Now that we are emitting validator set update events with an event nonce we have an event that is using event nonce zero. This is a big problem on the Cosmos side as the logic has all been developed with the assumption that event nonce 0 is a special unused value.
15af0e1
to
c13d12e
Compare
@jtremback is working on the spec here. Design is also outlined in #340 |
Reasoning
This pull request re-introduces pruning for validator sets but in a way that is guaranteed to be secure.
In the past we simply pruned validator sets after a given number of blocks. This solution was simple and would work well the vast majority of the time. But could result in a catastrophic failure of the bridge in some edge cases.
Lets take for example a case where the EVM chain halts for 24 hours for whatever reason. During this time the Cosmos chain continues normally and has a complete validator set change out with no hostile intent on the part of any validator. The former pruning logic would remove the signed validator sets from the history as the slashing window passed and by the time the EVM chain restarted no update signed by the validator set that controlled the chain 24 hours ago would still be in the store.
The bridge and all the funds in it would be lost at this point. Even though the signatures required to transition it to the new validator set where created and submitted, they where just deleted before they could be used.

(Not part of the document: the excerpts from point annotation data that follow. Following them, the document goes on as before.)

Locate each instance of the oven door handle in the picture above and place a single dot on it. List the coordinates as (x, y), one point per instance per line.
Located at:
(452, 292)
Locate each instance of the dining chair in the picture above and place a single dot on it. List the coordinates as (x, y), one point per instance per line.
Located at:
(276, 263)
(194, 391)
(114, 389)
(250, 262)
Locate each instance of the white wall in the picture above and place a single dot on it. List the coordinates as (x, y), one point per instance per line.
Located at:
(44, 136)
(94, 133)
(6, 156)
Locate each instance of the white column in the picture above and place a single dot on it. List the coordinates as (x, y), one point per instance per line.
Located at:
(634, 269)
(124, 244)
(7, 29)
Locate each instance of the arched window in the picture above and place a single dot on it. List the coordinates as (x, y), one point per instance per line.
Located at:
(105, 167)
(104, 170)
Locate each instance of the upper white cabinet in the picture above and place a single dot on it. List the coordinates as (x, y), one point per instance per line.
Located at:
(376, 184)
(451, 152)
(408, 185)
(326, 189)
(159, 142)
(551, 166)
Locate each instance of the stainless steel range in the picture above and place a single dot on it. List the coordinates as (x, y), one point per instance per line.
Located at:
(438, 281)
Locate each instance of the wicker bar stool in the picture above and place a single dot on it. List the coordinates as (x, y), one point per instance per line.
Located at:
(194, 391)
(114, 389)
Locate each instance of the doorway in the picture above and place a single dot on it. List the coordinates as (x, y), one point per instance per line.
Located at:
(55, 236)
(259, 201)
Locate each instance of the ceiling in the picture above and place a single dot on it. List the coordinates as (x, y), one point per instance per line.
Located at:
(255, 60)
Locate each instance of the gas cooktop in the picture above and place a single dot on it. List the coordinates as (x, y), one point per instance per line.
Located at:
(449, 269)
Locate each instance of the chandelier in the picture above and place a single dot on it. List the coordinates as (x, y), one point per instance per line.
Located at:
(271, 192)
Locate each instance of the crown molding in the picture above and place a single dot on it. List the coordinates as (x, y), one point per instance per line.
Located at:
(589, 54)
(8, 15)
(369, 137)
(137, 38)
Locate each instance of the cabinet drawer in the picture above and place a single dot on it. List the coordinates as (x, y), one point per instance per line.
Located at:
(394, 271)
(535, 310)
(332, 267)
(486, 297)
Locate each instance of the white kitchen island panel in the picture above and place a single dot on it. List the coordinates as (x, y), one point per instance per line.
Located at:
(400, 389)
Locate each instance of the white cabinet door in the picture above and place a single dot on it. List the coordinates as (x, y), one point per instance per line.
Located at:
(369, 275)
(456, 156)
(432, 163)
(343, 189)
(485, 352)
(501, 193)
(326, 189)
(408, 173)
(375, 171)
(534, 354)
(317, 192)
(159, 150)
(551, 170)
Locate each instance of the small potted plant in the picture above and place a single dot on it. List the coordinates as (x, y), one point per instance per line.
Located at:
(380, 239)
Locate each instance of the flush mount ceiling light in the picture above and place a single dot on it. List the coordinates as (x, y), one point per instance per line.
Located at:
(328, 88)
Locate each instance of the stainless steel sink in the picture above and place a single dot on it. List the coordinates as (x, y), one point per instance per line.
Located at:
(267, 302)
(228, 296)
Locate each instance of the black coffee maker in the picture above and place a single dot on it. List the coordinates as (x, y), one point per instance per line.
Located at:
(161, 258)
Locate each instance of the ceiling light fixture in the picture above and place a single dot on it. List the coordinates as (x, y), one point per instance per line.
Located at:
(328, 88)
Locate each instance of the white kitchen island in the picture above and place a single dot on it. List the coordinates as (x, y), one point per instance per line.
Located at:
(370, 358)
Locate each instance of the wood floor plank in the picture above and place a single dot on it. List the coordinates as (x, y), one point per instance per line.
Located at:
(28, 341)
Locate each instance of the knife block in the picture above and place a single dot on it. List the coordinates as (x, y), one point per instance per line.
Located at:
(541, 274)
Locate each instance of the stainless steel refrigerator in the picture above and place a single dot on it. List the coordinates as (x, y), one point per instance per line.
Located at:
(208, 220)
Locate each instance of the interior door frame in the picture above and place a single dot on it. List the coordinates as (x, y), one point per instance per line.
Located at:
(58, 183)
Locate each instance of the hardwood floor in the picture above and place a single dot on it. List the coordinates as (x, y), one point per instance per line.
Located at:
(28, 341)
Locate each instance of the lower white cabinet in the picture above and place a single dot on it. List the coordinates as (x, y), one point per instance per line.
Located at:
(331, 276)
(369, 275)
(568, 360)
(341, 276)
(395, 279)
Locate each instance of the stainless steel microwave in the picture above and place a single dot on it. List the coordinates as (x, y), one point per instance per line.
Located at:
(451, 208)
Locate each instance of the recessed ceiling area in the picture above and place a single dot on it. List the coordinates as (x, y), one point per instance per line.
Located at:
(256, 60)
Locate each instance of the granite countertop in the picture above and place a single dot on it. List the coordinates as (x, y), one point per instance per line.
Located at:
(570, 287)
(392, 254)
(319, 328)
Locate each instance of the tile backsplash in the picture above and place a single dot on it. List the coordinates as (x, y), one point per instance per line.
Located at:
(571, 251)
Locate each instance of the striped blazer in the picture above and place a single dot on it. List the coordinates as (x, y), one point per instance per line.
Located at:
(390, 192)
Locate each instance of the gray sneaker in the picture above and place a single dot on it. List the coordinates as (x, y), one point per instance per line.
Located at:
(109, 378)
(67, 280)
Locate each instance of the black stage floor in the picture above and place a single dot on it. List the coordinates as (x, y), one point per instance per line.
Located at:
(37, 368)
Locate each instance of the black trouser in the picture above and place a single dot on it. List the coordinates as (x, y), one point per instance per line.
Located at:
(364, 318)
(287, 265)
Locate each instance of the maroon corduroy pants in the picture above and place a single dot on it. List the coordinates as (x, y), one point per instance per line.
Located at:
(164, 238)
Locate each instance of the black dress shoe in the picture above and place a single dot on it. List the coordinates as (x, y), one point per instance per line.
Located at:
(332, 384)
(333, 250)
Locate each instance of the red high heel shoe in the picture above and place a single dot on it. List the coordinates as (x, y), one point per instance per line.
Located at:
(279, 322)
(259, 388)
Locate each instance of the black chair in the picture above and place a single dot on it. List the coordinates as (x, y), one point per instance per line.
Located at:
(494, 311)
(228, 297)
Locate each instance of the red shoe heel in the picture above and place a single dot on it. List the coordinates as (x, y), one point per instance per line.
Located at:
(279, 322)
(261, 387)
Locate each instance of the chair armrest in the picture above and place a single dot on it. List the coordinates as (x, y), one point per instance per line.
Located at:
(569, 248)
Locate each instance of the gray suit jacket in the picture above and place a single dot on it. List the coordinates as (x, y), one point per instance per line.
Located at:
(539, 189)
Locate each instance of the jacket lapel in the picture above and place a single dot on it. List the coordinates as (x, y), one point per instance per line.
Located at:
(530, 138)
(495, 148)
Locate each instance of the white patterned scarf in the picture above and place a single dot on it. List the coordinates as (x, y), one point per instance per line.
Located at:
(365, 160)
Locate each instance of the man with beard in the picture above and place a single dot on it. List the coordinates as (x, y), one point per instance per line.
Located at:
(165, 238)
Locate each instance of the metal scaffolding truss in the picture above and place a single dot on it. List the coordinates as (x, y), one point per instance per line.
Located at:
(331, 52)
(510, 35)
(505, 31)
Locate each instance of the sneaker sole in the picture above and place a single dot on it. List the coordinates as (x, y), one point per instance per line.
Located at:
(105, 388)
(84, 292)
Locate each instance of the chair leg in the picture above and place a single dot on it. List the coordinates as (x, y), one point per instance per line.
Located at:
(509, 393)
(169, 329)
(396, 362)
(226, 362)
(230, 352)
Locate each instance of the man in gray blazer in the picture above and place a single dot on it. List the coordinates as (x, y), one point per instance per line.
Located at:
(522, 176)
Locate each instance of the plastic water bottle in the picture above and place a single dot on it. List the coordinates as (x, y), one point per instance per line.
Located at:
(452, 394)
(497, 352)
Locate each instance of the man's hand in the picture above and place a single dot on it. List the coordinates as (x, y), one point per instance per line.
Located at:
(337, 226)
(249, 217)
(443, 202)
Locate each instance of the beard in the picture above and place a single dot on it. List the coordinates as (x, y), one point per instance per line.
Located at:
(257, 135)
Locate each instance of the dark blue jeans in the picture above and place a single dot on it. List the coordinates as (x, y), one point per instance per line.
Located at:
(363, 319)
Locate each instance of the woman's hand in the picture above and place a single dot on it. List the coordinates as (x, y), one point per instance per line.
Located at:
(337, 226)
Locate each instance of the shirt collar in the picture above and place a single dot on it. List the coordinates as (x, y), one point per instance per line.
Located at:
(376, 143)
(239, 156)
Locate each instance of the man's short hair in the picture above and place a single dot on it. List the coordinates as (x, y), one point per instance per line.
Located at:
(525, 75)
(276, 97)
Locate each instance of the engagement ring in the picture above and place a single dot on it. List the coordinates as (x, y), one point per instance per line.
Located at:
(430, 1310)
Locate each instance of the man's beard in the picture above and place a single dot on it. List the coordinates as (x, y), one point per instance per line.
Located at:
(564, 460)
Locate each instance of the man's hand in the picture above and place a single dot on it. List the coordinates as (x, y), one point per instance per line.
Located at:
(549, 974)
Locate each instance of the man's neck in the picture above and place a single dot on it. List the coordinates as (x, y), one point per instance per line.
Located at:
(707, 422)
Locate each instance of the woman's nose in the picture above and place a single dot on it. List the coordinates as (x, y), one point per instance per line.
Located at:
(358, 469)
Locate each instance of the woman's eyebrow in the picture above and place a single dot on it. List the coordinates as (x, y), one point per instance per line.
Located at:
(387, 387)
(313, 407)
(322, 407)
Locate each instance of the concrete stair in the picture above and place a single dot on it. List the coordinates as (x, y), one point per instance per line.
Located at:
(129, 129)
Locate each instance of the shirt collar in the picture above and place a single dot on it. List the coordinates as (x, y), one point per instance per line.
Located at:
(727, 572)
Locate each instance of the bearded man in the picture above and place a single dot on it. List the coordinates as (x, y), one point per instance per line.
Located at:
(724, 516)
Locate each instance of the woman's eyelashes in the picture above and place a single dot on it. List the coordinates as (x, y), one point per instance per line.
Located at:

The only solution to this edge case is to do something we've wanted to avoid for a while. Ferry the ValsetUpdated event from Ethereum to Cosmos as an Oracle claim.
We have tried to avoid this mainly because when it was around early in the development of Gravity developers had a habit of misusing it and generally assuming it's more accurate than is possible considering the constraints imposed by the separate timing of two different chains.
But without some awareness of the past state of the Ethereum chain we would have to wait weeks before we could safely assume that the validator set had been updated on the EVM chain. This was previously accepted as a 'solution' but the failure of testnet1 under mountains of validator set updates is a pretty strong takedown of that design decision.
Secondary Reasoning
In addition to our pruning problem having a reasonable idea of what validator set exists on Ethereum will resolve some audit issues. One of the audit issues Informal raised was that a Cosmos full node operator might not know that the bridge has been highjacked.
Now that we are ferrying the data we can (although this pull request does not implement it) validate that the validator set on Ethereum matches the stored value for that nonce on Cosmos. In the case of a failure the Cosmos chain can panic, or raise whatever warning is required without requiring the user to run any sort of external binary to determine that.